While trips are never fully deleted, cancellation notices were, in fact, occasionally wending their way to customers looking at real-time arrival estimates on SEPTA’s website or an app.
But transmission was so primitive and slow that the vast majority didn’t reach SEPTA’s data feed, or not quickly enough to be useful.
“We found a process that involved duplicate entry of the same data into a number of different systems, a process that involved a physical paper form being scanned and emailed around as a PDF, and ultimately, folks being asked to duplicate data entries in different places, who already really have a lot of priorities,” Monroe said.
To cut through the data labyrinth, SEPTA IT staffers built an electronic trip cancellation form as an add-on to the agency’s existing alerts management system, replacing the paper document. When a driver calls out and the info is submitted on the form, a back-end system calculates which specific vehicle trips will need to be canceled. Another page lists the latest cancellations and lets staff modify them if needed.
Development took a few months and involved some back-and-forth on design with the vehicle dispatchers, payroll staff and others who use the form, as well as training sessions organized by SEPTA’s training department.
It was tested in two districts in August, and went live for all buses Sept. 8.
“Most importantly, that information immediately turns into a canceled trip in the actual customer-facing data in seconds. There’s no delay. There’s no other person who has to receive it and enter it in another place,” Monroe said.
The information appears in any interface that taps into the public feed, including SEPTA’s website and app, Google Maps, Transit App, and Apple Maps.
“We both freed up time and energy that was being spent by SEPTA employees, and also drastically reduced the speed to get that information out to riders,” she said.
Next up, solving SEPTA’s budget crisis and hiring 270 more drivers
Because the new effort makes annoying trip disruptions more visible, Powers says he wasn’t sure how riders would react to the cancellation notifications. SEPTA didn’t immediately announce the change.
“We have seen people reference canceled trips more often, but I don’t know if they’re seeing that as a good thing,” he said.
The agency eventually explained the update on its blog in mid-October, to some appreciative but generally muted reactions.
Last week SEPTA announced it’s also addressing another frequent complaint by putting maps of detours on its website, along with clearer text alerts with more information.
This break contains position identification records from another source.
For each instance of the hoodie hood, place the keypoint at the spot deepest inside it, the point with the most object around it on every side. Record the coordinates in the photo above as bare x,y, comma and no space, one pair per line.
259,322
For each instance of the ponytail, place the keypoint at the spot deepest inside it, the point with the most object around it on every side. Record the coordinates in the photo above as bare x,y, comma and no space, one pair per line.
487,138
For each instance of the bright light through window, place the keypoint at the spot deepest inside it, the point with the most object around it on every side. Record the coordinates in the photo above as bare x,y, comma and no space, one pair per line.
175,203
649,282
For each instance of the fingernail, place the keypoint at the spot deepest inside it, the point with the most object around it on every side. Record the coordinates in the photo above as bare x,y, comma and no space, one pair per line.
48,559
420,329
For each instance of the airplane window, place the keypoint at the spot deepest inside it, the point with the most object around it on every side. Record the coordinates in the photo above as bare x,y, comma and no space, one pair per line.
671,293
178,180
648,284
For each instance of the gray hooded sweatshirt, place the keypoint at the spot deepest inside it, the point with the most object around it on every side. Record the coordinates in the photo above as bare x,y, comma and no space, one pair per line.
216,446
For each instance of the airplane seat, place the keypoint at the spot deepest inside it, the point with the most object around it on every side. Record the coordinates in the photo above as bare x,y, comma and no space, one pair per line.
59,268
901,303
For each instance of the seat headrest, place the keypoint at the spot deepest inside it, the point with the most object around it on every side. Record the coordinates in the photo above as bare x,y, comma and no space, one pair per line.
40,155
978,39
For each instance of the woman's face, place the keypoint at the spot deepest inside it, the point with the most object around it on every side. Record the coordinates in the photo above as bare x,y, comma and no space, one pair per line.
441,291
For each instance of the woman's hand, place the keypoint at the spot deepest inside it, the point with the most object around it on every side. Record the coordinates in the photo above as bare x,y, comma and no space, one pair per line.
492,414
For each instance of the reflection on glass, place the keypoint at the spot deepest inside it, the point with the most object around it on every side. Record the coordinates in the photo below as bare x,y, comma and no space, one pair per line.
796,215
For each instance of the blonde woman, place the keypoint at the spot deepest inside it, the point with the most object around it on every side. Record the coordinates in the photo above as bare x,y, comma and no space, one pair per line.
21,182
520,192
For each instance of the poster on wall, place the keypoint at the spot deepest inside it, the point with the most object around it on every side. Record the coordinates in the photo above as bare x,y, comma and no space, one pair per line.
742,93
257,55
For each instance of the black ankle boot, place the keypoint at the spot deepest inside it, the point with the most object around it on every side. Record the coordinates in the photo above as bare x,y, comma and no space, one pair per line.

It’s been posting printed maps of pre-planned detours at some affected bus stops, and plans to integrate the clearer detour info into apps in the future.
Powers and Monroe noted that the underlying cause of the ghost bus phenomenon isn’t a technical issue, but rather the driver shortage that SEPTA and other transit authorities across the country have been grappling with for years now. A spokesperson said SEPTA budgets for 2,700 bus operators and is 270 short, up from a reported 145 in fall 2022.
The agency has ramped up its recruitment effort and last fall reached a one-year contract extension with the Transit Workers Union that provided a 7% wage increase, a $3,000 signing bonus for new hires, and other benefits.
However, the union argues salaries are still low and SEPTA has not sufficiently addressed safety concerns related to violence in stations and on vehicles. Last week, workers voted to authorize a potential strike after the contract expires this Thursday. Agency officials say they are hamstrung in union negotiations by a severe funding crisis and the state legislature’s failure to come up with a budget fix.
Improving data feeds and real-time app info won’t end SEPTA’s budget woes or reduce the number of canceled bus trips. But Monroe said the changes are helping riders cope with disruptions as they arise.
“In a perfect world, we wouldn’t have to cancel any trips, but in the world that we live in, we do,” she said. “At the end of the day, we see it as our responsibility to make sure we give people as accurate information as we can.”